Sunday, December 07, 2008

Swords & Wizardry: A Review

Know, O Gamer, that there was once a time before skill lists--before the rise of the thief class, before the designers unified task resolution. Return with me to the days of high adventure!

Okay, now without the hyperbole: Matthew Finch's Swords & Wizardry is an honest-to-goodness retro-clone of the original D&D rules from 1974-75--sometimes referred to as "0e". It's not an exact replica of the Little Brown Books, however, as it incorporates a few rules and developments that came after. S&W aims for a goal loftier than mere reproduction, anyway: the preservation of not just 0e's rules but its play style. S&W is a hobbyist's game.


To understand what that means, let's talk mechanics. Compared to the average modern game design, Swords & Wizardry's rules are pretty sparse. You get character creation and advancement, combat, magic rules, spells and a bunch of monsters. There are no skill lists, no comprehensive combat modifiers and certainly no feats; there's not even a task resolution system beyond that necessary for beating stuff up. And PCs have only one saving throw! So how do you get anything done?!

Enter the hobbyists' approach.

In true old-school fashion, the noticeable gaps are not an omission--they are implicit carte blanche to do whatever the hell you want for your players and your game. This requires creativity and effort on your part...hence, the 'hobby' concept. The result is refreshing, as you have a few basic rules to handle the essentials and free reign to dictate everything else.


In the act of being a 0e retro-clone, Swords & Wizardry exposes an often-overlooked aspect of the old game it's based on: a heavy role-playing element. With no diplomacy skill available, what are you going to do when it's time to talk your way out of trouble with the city guards? Well, the GM may call for an off-the-cuff die roll that somehow takes your Charisma stat into account...or he may just ask you to role-play your way out of it. That's why we call them "role-playing games", and have since 1974.

In fact, the superimposition of the players' creativity and imagination is arguably the key to making the game work as anything more than a skeletal collection of basic ideas. For instance, consider that S & W offers only three character classes--Wizard, Fighting Man and Cleric. By themselves, those classes describe a very basic concept (fighting men fight, wizards cast spells, etc.) and no more. By not fleshing these out for you, the game encourages you to define the character yourself. Is your Wizard really a cackling sorceress, or an insightful, sagely scholar, or perhaps a nobleman with magic in his or her veins? In S & W, the difference between a swashbuckling pirate, a grizzled veteran soldier and an energetic young barbarian is not one of game mechanics; it's one of character concept and its execution by the player.

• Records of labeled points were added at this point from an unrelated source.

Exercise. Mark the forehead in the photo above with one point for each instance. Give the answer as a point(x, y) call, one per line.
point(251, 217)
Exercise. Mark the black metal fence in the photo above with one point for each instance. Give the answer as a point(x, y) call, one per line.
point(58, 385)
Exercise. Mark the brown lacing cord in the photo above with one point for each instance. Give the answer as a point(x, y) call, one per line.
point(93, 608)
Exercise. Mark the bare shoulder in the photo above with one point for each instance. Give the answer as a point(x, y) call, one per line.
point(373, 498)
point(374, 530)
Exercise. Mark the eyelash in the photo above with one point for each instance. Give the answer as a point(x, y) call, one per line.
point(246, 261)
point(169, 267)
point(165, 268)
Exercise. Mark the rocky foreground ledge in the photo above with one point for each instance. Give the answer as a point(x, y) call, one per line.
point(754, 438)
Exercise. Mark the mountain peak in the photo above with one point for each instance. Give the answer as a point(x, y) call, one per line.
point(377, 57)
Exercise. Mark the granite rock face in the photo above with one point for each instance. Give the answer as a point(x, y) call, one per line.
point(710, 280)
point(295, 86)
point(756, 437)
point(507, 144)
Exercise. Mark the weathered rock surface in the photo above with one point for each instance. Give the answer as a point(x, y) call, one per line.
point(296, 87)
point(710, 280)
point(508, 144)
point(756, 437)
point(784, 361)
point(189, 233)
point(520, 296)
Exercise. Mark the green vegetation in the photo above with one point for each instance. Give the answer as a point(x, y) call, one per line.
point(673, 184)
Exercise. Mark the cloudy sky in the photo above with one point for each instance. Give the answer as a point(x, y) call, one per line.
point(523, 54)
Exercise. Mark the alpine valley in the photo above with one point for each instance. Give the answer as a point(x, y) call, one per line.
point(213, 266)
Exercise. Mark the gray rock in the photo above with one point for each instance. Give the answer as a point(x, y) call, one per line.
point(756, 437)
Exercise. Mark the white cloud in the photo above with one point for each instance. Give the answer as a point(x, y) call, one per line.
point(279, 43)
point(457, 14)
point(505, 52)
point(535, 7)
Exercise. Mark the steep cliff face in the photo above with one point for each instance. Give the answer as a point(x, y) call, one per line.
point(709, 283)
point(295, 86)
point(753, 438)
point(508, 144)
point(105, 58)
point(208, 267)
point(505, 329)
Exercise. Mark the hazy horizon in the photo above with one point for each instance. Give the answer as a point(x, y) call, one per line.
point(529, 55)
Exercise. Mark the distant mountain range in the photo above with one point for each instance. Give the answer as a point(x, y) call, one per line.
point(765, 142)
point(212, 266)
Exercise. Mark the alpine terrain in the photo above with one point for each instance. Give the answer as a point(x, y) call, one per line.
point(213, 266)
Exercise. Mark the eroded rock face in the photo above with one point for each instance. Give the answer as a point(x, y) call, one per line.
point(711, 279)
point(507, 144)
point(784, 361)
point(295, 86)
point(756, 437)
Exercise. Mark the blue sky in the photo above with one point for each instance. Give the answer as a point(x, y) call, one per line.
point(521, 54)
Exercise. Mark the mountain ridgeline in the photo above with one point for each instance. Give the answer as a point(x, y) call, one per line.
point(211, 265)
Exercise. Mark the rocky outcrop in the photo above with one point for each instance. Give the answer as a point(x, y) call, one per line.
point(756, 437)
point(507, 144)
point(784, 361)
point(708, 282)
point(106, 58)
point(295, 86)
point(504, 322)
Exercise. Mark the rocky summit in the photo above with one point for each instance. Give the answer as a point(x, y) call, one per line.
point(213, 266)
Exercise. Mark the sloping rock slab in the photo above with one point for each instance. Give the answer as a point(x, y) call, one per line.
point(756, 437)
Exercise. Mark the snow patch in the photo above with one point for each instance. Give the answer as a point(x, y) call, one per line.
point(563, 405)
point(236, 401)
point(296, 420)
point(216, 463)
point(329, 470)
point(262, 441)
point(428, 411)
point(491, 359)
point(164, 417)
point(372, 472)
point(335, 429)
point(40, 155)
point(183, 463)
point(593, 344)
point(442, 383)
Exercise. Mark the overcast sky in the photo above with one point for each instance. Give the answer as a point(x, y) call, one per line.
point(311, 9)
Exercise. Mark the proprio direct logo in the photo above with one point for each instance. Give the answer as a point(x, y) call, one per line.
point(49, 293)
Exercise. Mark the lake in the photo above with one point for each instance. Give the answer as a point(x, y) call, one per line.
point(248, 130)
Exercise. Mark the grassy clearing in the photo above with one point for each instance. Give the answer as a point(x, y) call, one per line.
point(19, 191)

As mentioned above, S&W isn't an exact recreation of the 1974-75 rules. I haven't ever seen those rules, but I have it on good authority that variable weapon damage is not a feature from that edition, and S&W incorporates it. The game also includes a very modern option: ascending Armor Class. AC can go downward as it improves, or upward; GM's choice.

And what of demihumans? In character creation, players have the option of playing an elf or a dwarf, which are treated as classes unto themselves, but with a strong rationale to support the fact. The ideas are fairly clever, and make these seemingly restrictive options surprisingly flexible in play.


Any game is only as good as the experience you have with it. The quality of _Swords & Wizardry_ as a game experience is going to depend, ultimately, on the audience's approach to it. Simply stated, aims for a goal and hits it square on...but it may not be the itch that you need scratched, and there may be things about it that don't do a thing for you.

Gamers who don't want the hobby-game experienced are, obviously, cautioned; the make-it-up-as-you-need-it mindset is absolutely integral to playing this game. The lack of some classes (read that as "thieves") may bamboozle if not completely turn off some players; it is assumed that traditional "thief functions" (searching for and removing traps, climbing walls, moving silently, etc.) can be attempted by any character, and a GM who doesn't prepare room- and trap descriptions ahead of time will be at a loss to run the game this way. Some folks may balk at the low amount of hit points that Fighters get. Strokes and folks, after all.


You can get this game for free, so the price is right. The approach is refreshing and the love and care put into the project is obvious. You can't lose if all you do is check it out; indeed, you might find a new favorite game.